Com essa desaceleração da atividade, somada à convergência gradual da inflação e das expectativas de inflação em direção à meta, acreditamos que o Copom iniciará o ciclo de cortes nos juros na sua próxima reunião, daqui a duas semanas. As incertezas, contudo, aumentaram em decorrência do conflito no Oriente Médio, com impactos no preço do petróleo e no câmbio. A iminência do início do ciclo de corte de juros, porém, está alinhada com a nossa visão otimista para a bolsa brasileira e, na renda fixa, para os títulos de juros reais.
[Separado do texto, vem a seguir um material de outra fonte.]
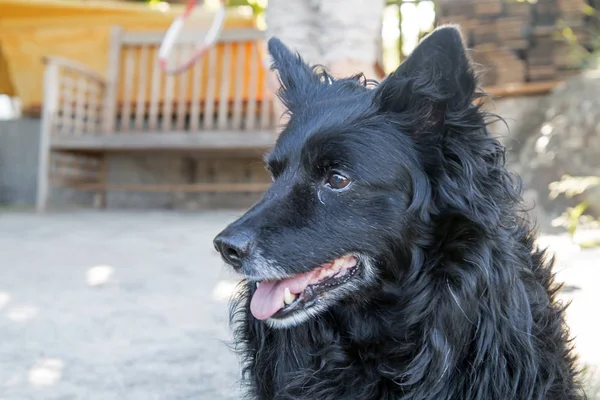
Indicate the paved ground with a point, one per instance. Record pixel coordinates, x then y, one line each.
132 305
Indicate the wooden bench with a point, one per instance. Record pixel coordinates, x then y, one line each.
219 108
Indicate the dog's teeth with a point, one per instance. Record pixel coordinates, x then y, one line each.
339 262
288 297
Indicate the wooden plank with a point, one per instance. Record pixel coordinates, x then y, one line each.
213 140
252 88
185 53
92 111
66 103
521 89
239 63
51 95
112 79
190 36
196 94
128 77
140 109
223 108
76 67
194 187
266 110
80 104
209 100
167 109
154 95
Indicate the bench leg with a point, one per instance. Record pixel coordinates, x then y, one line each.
43 178
100 196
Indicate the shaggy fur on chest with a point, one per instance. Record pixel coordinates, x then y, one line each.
500 337
442 295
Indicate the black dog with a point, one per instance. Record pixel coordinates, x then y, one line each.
388 259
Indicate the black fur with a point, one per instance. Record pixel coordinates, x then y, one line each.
462 305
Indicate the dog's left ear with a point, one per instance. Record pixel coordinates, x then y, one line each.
435 79
294 74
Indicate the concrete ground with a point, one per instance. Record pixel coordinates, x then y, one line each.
133 305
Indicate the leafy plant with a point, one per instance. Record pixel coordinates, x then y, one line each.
574 217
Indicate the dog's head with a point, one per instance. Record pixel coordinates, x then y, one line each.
353 176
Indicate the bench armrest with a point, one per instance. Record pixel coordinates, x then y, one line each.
75 68
74 97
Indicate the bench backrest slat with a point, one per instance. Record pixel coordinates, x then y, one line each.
225 81
238 65
252 88
185 52
142 89
209 99
128 77
197 90
224 90
112 79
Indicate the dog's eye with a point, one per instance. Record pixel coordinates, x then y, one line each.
337 180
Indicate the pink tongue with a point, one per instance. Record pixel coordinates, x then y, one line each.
268 298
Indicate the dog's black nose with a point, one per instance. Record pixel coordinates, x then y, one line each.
234 247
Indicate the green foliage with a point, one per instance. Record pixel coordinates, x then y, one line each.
574 217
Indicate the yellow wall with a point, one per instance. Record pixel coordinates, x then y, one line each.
30 30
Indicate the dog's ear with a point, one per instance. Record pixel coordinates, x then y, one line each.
294 74
434 80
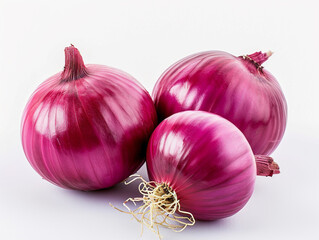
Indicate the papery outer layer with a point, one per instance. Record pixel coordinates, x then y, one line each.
89 133
206 160
232 87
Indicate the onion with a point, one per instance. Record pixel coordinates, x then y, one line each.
200 166
236 88
87 127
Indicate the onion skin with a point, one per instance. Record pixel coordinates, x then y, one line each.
87 127
206 160
236 88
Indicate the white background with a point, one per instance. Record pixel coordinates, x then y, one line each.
143 38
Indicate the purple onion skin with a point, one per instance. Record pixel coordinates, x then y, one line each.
235 88
206 160
89 133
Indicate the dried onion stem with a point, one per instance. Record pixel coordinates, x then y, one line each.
160 207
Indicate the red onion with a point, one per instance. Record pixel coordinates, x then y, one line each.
87 127
200 166
236 88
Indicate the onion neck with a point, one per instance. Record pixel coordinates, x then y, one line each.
257 58
74 66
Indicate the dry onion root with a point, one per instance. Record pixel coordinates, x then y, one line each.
160 207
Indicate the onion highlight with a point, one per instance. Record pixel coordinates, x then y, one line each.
200 166
88 126
236 88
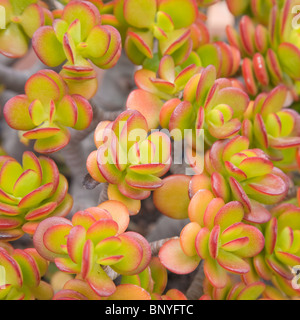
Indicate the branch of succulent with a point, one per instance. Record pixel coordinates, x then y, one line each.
143 156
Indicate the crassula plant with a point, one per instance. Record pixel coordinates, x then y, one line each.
181 132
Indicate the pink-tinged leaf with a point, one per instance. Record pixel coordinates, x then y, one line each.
30 271
16 113
268 189
37 196
41 212
189 7
252 291
66 265
173 258
240 230
215 274
133 255
85 112
232 262
166 197
239 194
207 79
88 262
32 18
289 56
130 292
118 212
17 47
13 270
47 47
236 244
147 104
86 12
271 235
187 238
248 74
9 174
75 243
213 243
102 229
258 214
274 101
229 214
220 187
211 212
202 243
38 237
198 205
279 268
260 69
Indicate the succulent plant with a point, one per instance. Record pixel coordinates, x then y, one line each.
128 157
271 54
46 110
95 239
147 20
234 291
210 104
245 175
29 193
23 270
23 18
282 248
273 128
216 234
78 37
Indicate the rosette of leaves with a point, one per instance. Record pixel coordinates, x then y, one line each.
92 241
273 128
79 38
246 175
45 111
23 270
154 280
216 234
22 19
163 21
159 84
29 193
210 104
271 54
234 291
282 249
129 159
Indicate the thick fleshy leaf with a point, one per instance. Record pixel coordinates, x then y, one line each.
174 187
173 258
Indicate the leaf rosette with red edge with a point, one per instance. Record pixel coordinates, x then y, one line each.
273 128
282 249
271 53
129 159
246 175
145 21
208 103
23 272
92 241
78 37
22 19
45 111
215 234
29 193
234 291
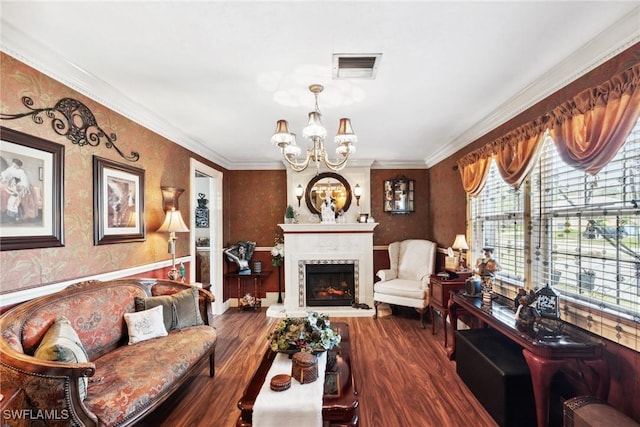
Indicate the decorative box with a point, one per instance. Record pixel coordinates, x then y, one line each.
280 382
304 367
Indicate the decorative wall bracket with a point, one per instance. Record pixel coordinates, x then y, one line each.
73 119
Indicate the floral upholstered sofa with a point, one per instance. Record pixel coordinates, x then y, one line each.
105 353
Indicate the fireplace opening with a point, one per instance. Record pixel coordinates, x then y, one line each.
330 284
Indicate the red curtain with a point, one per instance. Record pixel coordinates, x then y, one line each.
589 129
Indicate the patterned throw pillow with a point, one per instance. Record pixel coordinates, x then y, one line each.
144 325
180 309
62 344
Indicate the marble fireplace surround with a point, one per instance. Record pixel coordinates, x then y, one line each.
323 243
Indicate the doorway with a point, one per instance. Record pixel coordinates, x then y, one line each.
206 238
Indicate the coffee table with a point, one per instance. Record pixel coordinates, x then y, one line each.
340 400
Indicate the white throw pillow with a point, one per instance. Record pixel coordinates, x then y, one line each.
144 325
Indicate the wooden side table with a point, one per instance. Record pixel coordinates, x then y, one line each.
439 290
241 281
14 409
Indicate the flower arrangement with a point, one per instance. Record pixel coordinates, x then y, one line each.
311 334
277 252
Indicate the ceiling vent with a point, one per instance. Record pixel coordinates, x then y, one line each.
356 65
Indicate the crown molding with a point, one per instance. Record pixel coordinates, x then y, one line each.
44 59
612 41
609 43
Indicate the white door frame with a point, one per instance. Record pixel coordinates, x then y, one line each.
215 231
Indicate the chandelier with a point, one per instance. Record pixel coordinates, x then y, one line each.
316 133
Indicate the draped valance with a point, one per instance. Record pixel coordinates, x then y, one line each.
588 130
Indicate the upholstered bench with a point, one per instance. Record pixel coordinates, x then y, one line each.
495 371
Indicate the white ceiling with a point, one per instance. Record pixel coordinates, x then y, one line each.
215 76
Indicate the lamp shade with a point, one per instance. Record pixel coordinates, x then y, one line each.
173 223
460 243
357 191
345 133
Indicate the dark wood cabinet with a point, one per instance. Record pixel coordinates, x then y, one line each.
439 290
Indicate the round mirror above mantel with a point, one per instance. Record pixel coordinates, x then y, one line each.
328 183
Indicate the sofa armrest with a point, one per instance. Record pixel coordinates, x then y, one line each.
387 274
205 298
48 385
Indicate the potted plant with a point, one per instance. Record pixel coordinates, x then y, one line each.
289 215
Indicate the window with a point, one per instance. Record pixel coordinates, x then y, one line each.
587 233
497 221
578 232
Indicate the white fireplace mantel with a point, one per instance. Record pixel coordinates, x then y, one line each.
320 228
309 243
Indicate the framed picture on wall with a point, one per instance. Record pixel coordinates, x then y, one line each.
31 191
118 203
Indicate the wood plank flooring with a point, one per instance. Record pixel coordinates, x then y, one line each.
401 371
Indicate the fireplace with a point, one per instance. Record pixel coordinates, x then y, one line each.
322 244
330 284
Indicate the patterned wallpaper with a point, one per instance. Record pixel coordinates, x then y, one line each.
164 163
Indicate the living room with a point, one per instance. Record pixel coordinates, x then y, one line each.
252 202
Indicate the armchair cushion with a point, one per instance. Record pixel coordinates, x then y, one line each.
401 288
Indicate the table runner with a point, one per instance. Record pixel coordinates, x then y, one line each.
300 405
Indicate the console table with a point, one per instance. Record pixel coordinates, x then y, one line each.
546 350
242 279
439 290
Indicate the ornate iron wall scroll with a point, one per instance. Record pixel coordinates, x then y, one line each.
79 124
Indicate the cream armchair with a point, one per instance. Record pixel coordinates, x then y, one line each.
406 283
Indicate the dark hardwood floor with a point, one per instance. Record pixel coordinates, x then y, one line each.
402 373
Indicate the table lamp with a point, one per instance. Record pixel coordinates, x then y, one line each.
460 244
173 223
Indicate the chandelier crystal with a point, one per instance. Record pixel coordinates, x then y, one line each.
316 133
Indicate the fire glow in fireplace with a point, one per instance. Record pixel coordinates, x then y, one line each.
330 284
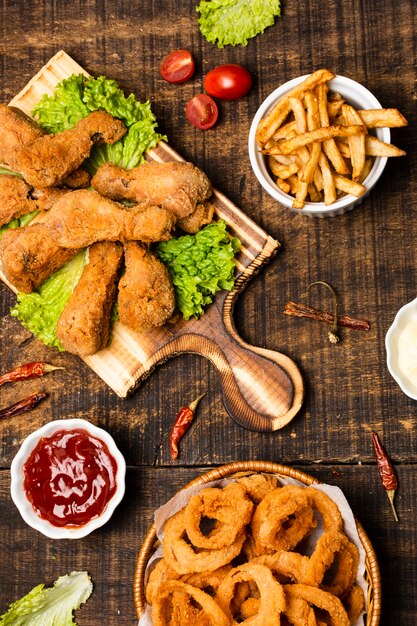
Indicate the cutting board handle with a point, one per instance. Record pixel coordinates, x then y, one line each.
262 389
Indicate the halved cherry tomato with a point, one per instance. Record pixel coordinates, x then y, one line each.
202 111
228 82
178 66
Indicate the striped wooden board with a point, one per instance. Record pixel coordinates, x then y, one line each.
262 389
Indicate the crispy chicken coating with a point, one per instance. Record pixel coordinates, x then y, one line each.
17 198
17 130
46 161
78 179
83 217
84 325
177 187
202 214
29 255
146 296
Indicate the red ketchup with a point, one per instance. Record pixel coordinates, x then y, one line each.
70 477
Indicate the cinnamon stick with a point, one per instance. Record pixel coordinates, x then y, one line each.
304 310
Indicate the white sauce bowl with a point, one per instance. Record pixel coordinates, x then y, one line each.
407 314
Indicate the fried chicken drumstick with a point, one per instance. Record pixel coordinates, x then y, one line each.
17 130
83 217
47 160
146 296
84 325
29 256
17 198
177 187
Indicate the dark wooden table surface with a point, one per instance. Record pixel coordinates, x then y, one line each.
369 256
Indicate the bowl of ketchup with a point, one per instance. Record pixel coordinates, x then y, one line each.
67 478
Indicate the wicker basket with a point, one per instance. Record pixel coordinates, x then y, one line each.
372 569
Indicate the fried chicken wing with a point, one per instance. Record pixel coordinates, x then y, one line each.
83 217
83 327
29 255
46 161
177 187
17 130
146 296
17 198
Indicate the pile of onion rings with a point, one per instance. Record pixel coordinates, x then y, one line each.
237 555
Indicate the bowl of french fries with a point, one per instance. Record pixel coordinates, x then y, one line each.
319 143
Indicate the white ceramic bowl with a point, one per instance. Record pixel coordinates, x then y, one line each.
18 494
356 95
408 313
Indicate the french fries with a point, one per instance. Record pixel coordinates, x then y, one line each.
318 146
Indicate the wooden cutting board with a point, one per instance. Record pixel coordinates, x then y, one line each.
262 389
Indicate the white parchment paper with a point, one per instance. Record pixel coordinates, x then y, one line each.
180 500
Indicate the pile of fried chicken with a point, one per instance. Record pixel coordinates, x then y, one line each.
77 213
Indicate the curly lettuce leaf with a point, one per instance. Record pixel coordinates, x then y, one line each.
18 222
65 107
52 606
40 310
200 265
77 96
234 22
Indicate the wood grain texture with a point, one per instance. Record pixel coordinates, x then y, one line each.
368 255
262 390
110 553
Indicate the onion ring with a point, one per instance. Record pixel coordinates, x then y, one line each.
159 575
181 556
299 612
329 511
333 547
288 564
230 507
322 600
259 485
207 580
271 600
249 608
179 604
281 520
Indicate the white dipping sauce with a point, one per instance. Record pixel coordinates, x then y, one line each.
407 351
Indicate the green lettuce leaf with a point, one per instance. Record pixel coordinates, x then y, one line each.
200 265
233 22
76 96
18 222
65 107
40 310
52 606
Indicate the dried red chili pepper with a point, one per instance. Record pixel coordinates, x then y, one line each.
23 405
30 370
386 471
182 424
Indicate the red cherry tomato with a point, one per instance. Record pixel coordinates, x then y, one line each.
228 82
202 111
178 66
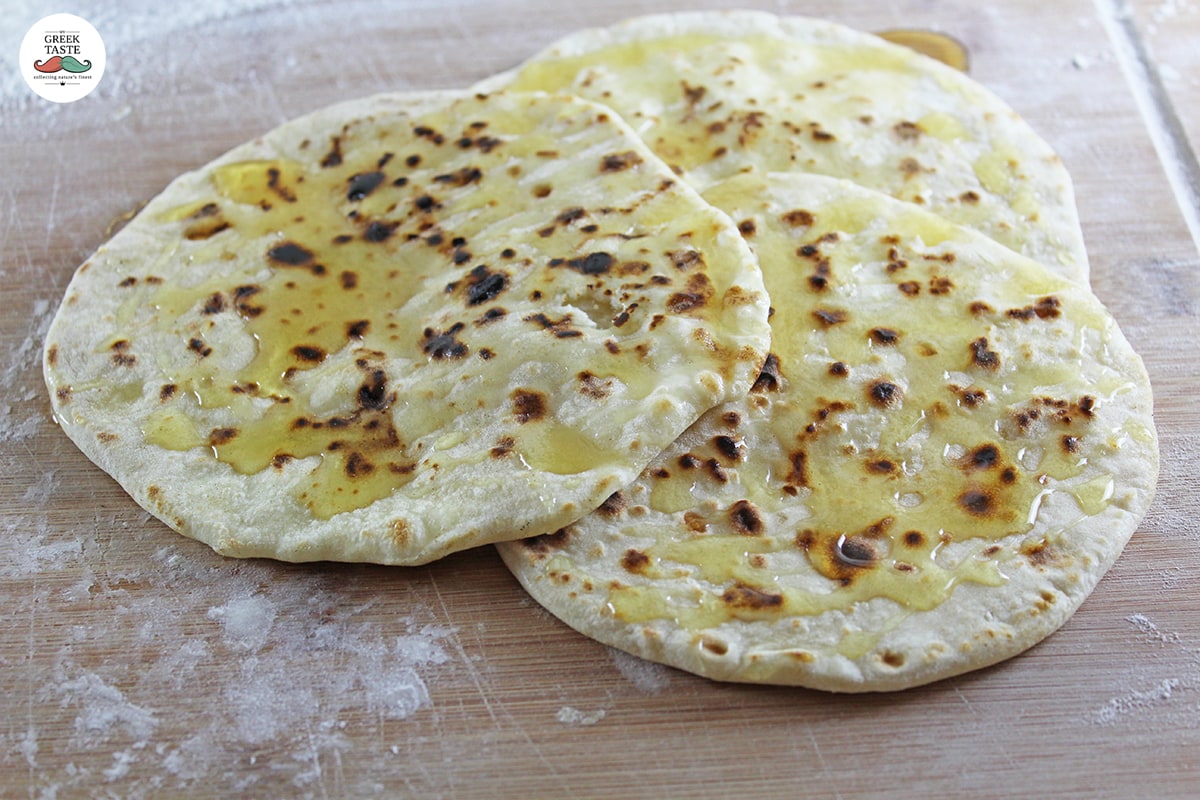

CPI da Zona do Euro acelera em fevereiro

O Índice de Preços ao Consumidor (CPI, na sigla em inglês) da Zona do Euro superou as expectativas ao avançar 0,7% em fevereiro, revertendo a queda de 0,6% vista em janeiro. Na comparação anual, a alta foi de 1,9%, acima da expectativa e da leitura anterior, ambas em 1,7%.

Já o núcleo do CPI, que desconsidera itens mais voláteis, como alimentos e energia, registrou alta de 0,8% no mês, após recuo de 1,1% em janeiro. No comparativo anual, a alta foi de 2,4%, acima das expectativas do mercado e do ritmo registrado no mês anterior, ambos de 2,2%.

Visão de Investimentos: apesar da aceleração acima do previsto no resultado divulgado hoje, a inflação da Zona do Euro permanece abaixo dos 2,0%, a meta a ser cumprida pelo Banco Central Europeu (BCE). No entanto, os europeus estão em uma posição delicada em relação ao conflito no Oriente Médio, já que são grandes compradores, sobretudo, do gás natural produzido na região. Nesse caso, se o conflito perdurar ou se intensificar, a região pode sofrer impactos inflacionários por conta do preço da energia.